Adjustments are made for changes in estimates in the period in which the changes become known.
Owned properties, capital lease properties and the related equipment and leasehold improvements at operating
leased properties that are closed are reduced to their estimated fair value. The Company estimates fair value
based on its experience and knowledge of the market in which the closed property is located and, when
necessary, utilizes local real estate brokers to assist in the valuation.
The expectations on timing of disposition and the estimated sales price or subtenant rentals associated with
closed properties, owned or leased, are impacted by variable factors including inflation, the general health of the
economy, resultant demand for commercial property, the ability to secure subleases, the creditworthiness of
sublessees and the Company’s success at negotiating early termination agreements with lessors.

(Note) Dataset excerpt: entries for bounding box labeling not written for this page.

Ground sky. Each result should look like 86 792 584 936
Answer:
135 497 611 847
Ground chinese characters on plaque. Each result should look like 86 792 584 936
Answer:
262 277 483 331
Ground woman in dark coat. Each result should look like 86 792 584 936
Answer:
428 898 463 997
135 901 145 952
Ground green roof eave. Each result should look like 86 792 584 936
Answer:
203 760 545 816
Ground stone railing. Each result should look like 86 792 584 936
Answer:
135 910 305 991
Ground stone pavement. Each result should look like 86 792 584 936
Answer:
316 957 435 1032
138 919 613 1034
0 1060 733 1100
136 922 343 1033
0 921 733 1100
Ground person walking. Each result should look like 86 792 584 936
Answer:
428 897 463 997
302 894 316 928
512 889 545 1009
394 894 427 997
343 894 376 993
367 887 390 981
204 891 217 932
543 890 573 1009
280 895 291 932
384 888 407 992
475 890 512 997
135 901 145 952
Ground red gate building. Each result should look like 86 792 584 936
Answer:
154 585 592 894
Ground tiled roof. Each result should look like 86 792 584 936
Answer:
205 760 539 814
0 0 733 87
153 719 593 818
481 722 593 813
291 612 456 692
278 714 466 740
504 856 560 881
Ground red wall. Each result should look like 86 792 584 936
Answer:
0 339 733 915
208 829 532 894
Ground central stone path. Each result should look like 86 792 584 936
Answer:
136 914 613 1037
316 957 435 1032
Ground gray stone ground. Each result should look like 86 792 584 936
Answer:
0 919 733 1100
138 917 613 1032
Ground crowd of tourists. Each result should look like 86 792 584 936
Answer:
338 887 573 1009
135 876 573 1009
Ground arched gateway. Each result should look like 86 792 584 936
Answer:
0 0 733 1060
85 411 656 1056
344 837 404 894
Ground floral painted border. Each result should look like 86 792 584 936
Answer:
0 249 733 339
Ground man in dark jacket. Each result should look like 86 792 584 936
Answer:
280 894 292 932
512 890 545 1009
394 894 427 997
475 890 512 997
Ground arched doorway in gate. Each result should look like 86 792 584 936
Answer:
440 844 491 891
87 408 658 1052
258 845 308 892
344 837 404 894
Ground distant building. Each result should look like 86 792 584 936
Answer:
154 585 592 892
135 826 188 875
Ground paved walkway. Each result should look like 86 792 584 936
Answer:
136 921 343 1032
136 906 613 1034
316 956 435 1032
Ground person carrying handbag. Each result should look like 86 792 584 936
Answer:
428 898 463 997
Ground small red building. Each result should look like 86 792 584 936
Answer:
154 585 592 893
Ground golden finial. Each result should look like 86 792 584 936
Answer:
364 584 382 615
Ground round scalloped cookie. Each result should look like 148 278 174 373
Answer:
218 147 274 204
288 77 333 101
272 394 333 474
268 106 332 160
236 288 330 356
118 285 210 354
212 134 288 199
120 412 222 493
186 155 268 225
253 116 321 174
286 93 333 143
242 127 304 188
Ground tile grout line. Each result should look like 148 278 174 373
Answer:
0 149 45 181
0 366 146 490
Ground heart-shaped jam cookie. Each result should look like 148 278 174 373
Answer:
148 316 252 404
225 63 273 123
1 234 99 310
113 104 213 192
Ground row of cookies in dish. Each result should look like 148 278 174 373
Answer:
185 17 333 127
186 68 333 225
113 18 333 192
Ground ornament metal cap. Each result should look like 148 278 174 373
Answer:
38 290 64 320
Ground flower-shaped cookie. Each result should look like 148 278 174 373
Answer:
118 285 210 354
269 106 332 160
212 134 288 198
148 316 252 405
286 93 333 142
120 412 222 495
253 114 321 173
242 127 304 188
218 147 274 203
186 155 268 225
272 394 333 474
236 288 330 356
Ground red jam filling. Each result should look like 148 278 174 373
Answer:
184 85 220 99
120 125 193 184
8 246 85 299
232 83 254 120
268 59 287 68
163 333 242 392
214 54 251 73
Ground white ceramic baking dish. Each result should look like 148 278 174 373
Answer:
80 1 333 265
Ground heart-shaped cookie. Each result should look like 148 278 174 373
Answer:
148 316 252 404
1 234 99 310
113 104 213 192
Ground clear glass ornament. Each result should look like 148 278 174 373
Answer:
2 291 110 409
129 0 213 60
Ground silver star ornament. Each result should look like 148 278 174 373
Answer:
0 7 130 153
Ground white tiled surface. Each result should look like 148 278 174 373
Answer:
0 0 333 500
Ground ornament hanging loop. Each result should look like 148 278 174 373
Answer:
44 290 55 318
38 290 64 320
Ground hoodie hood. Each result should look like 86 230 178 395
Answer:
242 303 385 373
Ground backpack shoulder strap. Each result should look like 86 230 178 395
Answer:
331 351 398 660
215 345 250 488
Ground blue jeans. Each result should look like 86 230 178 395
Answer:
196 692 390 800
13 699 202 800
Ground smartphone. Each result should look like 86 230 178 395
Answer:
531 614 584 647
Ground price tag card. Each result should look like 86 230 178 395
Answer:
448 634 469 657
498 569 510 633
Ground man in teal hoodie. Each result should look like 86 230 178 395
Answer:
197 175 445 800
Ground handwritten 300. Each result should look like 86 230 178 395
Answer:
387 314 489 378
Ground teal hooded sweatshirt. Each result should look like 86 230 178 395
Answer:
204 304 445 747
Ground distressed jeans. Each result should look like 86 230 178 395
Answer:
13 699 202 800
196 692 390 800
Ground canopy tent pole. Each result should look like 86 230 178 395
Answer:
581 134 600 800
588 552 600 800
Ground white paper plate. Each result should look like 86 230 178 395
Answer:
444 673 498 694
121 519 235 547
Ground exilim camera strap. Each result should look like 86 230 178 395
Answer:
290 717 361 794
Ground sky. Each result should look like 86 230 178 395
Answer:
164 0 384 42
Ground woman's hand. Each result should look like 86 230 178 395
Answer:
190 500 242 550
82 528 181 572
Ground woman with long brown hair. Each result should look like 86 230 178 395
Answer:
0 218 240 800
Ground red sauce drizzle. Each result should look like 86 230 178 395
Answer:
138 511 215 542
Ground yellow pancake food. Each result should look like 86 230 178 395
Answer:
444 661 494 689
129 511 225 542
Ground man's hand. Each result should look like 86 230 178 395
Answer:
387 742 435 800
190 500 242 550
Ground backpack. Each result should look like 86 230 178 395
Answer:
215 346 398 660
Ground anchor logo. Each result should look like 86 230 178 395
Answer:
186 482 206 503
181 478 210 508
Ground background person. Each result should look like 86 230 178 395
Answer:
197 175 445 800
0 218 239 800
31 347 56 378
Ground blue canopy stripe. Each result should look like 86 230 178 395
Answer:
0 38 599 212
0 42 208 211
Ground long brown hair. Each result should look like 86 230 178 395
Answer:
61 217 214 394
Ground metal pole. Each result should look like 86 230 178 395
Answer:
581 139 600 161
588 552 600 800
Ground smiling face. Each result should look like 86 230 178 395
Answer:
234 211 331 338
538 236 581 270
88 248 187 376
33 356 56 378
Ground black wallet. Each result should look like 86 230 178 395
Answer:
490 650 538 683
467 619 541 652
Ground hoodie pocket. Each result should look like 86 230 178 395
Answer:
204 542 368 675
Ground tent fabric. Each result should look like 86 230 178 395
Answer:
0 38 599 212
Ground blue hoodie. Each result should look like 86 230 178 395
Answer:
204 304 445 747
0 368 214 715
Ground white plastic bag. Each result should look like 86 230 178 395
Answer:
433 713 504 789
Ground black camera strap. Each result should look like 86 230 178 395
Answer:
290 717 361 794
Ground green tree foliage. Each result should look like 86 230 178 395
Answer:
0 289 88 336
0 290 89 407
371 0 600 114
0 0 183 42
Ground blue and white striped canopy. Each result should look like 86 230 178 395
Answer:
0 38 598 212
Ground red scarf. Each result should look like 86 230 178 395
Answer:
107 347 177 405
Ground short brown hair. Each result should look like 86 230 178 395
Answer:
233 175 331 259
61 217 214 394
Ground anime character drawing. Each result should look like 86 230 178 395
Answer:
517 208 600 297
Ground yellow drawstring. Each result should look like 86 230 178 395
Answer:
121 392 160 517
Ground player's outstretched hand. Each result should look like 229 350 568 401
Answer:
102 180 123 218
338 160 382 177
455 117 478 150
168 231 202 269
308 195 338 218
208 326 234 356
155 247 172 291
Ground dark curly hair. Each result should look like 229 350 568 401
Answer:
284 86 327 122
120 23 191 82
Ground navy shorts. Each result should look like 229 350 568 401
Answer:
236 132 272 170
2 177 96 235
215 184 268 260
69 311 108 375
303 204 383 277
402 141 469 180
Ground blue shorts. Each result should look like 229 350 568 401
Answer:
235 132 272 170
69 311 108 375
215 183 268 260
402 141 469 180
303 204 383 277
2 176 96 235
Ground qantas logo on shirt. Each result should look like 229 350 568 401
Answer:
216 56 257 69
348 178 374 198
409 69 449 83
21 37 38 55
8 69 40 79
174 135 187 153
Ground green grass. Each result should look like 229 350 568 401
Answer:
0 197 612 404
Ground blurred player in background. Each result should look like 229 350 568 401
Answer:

While
management believes the current estimates of reserves for closed properties and related impairment charges are
adequate, it is possible that market and economic conditions in the real estate market could cause changes in the
Company’s assumptions and may require additional reserves and asset impairment charges to be recorded.
The Company’s reserve for closed properties was $61, net of estimated sublease recoveries of $34, as of
February 23, 2013, and $74, net of estimated sublease recoveries of $26, as of February 25, 2012.
Goodwill and Intangible Assets with Indefinite Useful Lives
Goodwill
Goodwill is tested at least annually for impairment and more frequently if events or changes in circumstances
indicate that the asset might be impaired. The impairment test is performed using a two-step process. In the first
step, the fair value of each reporting unit is compared with the carrying amount of the reporting unit, including
goodwill. If the estimated fair value is less than the carrying amount of the reporting unit there is an indication
that goodwill impairment exists and a second step must be completed in order to determine the amount of the
goodwill impairment, if any that should be recorded. In the second step, an impairment loss is recognized for any
excess of the carrying amount of the reporting unit’s goodwill over the implied fair value of that goodwill.
The Company’s determination of reporting units considers the quantitative and qualitative characteristics of
aggregation of each of the components within the Retail Food, Save-A-Lot and Independent Business operating
segments. The significant qualitative and economic characteristics used in determining our components to
support their aggregation include types of businesses and the manner in which the components operate,
consideration of key impacts to net sales, cost of sales, competitive risks and the extent to which components
share assets and other resources. The Company’s reporting units are the operating segments of the business
which consist of Retail Food, Save-A-Lot, and Independent Business. Goodwill was assigned to the reporting
units as of the acquisition date, with no amounts being allocated between reporting units.
The Company’s Retail Food reporting unit is comprised of the aggregation of five traditional retail food store
components under a variety of banners: Shoppers, Hornbacher’s, Farm Fresh, Cub Foods, and Shop’n Save. The
Company’s hard-discount stores reporting unit is comprised of a single component under one banner: Save-A-
Lot. The Independent Business reporting unit is comprised of the aggregation of four geographic distribution
areas, which are organized based on region components: Eastern, Southeast, Midwest and Northern.